There's a critical flaw in your logic I'm afraid - no company will insure a Skyline as Third Party only unless you seriously undervalue it (i.e. less than £5000) and even then I would be surprised as its a Group 20+ car.


----------



## ibb (May 9, 2005)

hi mate any car you drive is insured 3rd party. that includes a ferrari you dont have to tell them what other car youll be driving as long as the other car is also insured fully comp Ifned the insurance company they even checked this with the underwriters they say as long as you over 21. :smokin:


----------



## Lee_Pendlebury (Nov 18, 2001)

Durzel said:


> There's a critical flaw in your logic I'm afraid - no company will insure a Skyline as Third Party only unless you seriously undervalue it (i.e. less than £5000) and even then I would be surprised as its a Group 20+ car.


Think he meant just insure a cheap car, with cover to drive other cars with third party cover. Of course theres flaws in that too. It needs to be someone elses car, and have its own insurance policy. You cant just get a few cars, insure one fully comp and then be covered third party on the rest.


----------



## ibb (May 9, 2005)

yes mate the other car has to be insured fully comp on it and give you permission to drive it


----------



## Talat (Jun 29, 2001)

This is an old trick that's been around for years. There is an even cheaper variation of it if you want to keep costs to a minimum.

T.


----------



## Durzel (Dec 5, 2001)

So you're basically saying someone (e.g. a parent) would insure the Skyline fully comp, and you'd insure some 1.0 beater fully comp yourself with a provision to drive other cars as Third Party Only with the owners permission?

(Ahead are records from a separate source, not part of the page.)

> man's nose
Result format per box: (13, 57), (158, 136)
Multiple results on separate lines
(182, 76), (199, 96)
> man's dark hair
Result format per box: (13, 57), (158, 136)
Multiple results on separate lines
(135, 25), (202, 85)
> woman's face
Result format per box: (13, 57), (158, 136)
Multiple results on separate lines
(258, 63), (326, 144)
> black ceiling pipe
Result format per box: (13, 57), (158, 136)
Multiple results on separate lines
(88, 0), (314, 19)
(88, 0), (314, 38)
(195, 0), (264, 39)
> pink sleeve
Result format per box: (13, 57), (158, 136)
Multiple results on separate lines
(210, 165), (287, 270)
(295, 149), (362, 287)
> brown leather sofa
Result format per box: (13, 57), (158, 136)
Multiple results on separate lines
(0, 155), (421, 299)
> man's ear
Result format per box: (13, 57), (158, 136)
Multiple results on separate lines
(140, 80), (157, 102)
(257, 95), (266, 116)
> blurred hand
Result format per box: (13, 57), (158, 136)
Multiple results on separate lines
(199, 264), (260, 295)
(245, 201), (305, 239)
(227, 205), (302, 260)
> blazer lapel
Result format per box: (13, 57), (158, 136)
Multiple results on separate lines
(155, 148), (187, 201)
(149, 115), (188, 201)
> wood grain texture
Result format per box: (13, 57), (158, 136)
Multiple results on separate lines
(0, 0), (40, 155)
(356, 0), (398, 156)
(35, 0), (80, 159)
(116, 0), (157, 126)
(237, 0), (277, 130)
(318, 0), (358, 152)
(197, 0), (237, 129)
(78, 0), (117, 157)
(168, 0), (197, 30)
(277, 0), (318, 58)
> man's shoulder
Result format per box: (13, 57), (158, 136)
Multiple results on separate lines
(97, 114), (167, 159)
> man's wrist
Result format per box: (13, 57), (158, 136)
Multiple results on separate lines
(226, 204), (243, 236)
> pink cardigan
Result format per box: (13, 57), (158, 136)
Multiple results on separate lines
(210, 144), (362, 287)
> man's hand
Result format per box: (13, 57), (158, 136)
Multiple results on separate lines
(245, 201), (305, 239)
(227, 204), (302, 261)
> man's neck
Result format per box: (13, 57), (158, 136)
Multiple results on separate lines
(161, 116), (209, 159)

I suppose you could do that - but my understanding of that "drive with owners permission" is that it is supposed to be the exception to the rule, just as named drivers are on normal policies. Insurance companies will use all available leverage to avoid paying out on a claim.

It's a big risk, and is technically defrauding the insurance company. But I can't sit in judgement since I had my R33 insured with me as named driver, albeit a "mature" young driver if I do say so myself.


----------



## stevenh (Oct 18, 2004)

a lot of isurers hav stopped that now for young people


----------



## Guest (May 19, 2005)

Talat said:


> This is an old trick that's been around for years. There is an even cheaper variation of it if you want to keep costs to a minimum.
> 
> T.


What other variation is there?


----------



## bladerider (Jun 29, 2002)

HAHAHAHAHAAAAAAAAAAAAAAAAAAAAAAAAAAAAA

Its that time of the month to get the red carpet out and roll it towards another "GENIUS NEWBIE" at the forum of wonderment !!!

Durz,

Save Cem the hassle and just zap him straight away - you know this is only going to go downhill with the usual routine bound to start at any moment !!!

   

J.


----------



## NoNothin (Aug 6, 2003)

Great plan.

Only flaw is that you are only covered 3rd party on the Skyline. If you smash the Skyline you have to pay for it (apologies for stating the obvious).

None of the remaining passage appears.